Purchase order (PO) financing is a type of creditor advance that businesses use to pay their suppliers for goods that they resell or distribute. With typical monthly rates ranging from 1% to 6%, businesses can finance up to 90% of purchase order costs. Purchase order financing may be a viable option for fulfilling a new customer order if sales exceed incoming cash flow.
A purchase order is a commercial document issued by a company when it places an order with one of its vendors or suppliers. The document includes information about the goods to be purchased, such as the type, quantity, and prices. Simply put, it is the contract that the buyer prepares when purchasing goods from the seller.
How does PO financing work?
Purchase order financing involves a minimum of four parties at different points in the process:
- Borrower: This is the business seeking financing.
- Purchase order financing company: This is the company providing financing. The PO financing company evaluates the purchase order and provides funding to the supplier.
- Supplier: The supplier is the company providing the goods that the borrower resells or distributes. The supplier receives payment for the goods directly from the purchase order financing company.

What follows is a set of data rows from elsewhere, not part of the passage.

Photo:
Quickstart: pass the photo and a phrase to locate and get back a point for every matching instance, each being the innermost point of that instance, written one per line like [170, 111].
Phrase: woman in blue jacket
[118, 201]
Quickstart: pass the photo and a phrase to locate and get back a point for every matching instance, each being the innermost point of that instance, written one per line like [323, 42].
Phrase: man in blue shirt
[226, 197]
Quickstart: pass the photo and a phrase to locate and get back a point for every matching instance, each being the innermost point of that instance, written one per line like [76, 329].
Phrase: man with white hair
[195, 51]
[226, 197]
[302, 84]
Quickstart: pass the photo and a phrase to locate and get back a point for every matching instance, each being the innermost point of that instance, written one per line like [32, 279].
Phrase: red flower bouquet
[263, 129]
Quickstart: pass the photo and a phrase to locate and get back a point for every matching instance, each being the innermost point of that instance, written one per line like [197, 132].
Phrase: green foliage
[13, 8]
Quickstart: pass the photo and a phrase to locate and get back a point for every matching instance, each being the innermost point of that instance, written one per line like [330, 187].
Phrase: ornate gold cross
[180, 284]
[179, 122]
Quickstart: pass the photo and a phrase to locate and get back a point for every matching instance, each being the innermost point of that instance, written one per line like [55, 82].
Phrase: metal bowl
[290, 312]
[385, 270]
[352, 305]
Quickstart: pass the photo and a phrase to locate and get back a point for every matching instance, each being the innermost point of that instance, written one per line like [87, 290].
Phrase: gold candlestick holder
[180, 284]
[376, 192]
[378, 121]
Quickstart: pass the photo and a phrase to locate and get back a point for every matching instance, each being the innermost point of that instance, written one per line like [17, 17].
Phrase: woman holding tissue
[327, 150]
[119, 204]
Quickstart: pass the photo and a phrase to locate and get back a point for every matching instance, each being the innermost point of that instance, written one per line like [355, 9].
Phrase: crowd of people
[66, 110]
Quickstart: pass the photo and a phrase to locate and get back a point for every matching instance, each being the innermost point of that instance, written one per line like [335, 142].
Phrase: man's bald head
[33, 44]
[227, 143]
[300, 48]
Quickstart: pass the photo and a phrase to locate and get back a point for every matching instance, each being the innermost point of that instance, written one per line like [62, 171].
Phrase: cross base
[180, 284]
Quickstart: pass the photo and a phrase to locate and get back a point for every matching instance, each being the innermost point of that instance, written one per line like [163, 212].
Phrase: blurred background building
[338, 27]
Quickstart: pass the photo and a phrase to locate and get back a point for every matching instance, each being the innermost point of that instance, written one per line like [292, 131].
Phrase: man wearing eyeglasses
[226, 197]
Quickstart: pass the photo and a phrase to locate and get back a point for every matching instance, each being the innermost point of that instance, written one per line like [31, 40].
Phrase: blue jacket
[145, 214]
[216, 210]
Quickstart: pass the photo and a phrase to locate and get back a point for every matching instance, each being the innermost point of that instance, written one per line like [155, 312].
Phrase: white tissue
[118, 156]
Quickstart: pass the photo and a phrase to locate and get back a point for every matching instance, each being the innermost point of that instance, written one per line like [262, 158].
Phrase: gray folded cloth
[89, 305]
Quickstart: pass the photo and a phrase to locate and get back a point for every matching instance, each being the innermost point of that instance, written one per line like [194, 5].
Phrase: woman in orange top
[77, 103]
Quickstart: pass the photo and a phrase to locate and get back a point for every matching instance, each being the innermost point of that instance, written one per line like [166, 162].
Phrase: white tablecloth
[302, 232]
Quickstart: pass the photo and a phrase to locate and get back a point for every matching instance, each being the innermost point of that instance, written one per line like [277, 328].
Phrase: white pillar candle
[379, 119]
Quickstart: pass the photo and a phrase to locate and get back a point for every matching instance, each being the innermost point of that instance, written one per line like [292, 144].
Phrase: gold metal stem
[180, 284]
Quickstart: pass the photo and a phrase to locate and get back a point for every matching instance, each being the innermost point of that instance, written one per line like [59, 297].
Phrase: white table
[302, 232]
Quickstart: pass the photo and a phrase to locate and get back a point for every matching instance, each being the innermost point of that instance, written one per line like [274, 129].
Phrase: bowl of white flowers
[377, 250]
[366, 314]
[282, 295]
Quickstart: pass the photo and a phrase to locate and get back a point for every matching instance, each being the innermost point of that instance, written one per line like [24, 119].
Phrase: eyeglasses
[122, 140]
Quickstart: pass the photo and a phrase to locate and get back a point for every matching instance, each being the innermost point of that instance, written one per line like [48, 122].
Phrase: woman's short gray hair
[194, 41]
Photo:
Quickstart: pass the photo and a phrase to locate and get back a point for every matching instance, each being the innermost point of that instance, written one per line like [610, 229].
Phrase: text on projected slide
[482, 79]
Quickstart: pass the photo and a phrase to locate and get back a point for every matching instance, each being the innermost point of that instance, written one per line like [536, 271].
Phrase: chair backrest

- Customer: This is the borrower’s customer and the ultimate recipient of the order. When purchase order financing is utilized, customers can either make payments to the borrower of the PO financing company.
Because there are so many parties involved, completing the financing process while keeping costs low can be more difficult. For example, if your suppliers take too long to produce goods, your costs will rise. Because rates are charged monthly or even daily, the longer it takes for the PO financing company to get paid, the more expensive the funding.
The PO financing process begins when the borrower receives a purchase order from its customer. The borrower then makes a requisition request from its own supplier to determine the cost of the transaction. Without sufficient working capital and armed with the purchase order and commercial invoice from its supplier, the borrower turns to a PO financing company for capital to complete the transaction. The finance company pays the supplier, and the goods eventually reach the customer further down the supply chain. The borrower repays the PO financing company at the maturity date.
Purchase order financing is an excellent source of capital for supply chain businesses that are experiencing cash flow shortages and are unable to fulfill customer orders. It is quick, cost-effective, and can be used by a wide range of businesses throughout the supply chain. The financing facility is used by manufacturers to purchase bulk raw materials from their suppliers; distributors to buy goods wholesale from manufacturers, and retail stores to buy from distributors.
Benefits of Purchase Order Financing
- It is ideal for supply chain companies that have a growing customer base but lack the capital to fulfill outstanding customer orders.
- Purchase Order financing provides funding based on the transaction’s terms (commercial invoice, purchase order, insurance certificate, etc.) Because it is not a loan, no collateral is required, and there is no debt on the company’s balance sheet.
- When compared to obtaining a bank loan, applying for and receiving financing is relatively quick and simple because the transaction is judged on its merits rather than the borrower’s credit rating.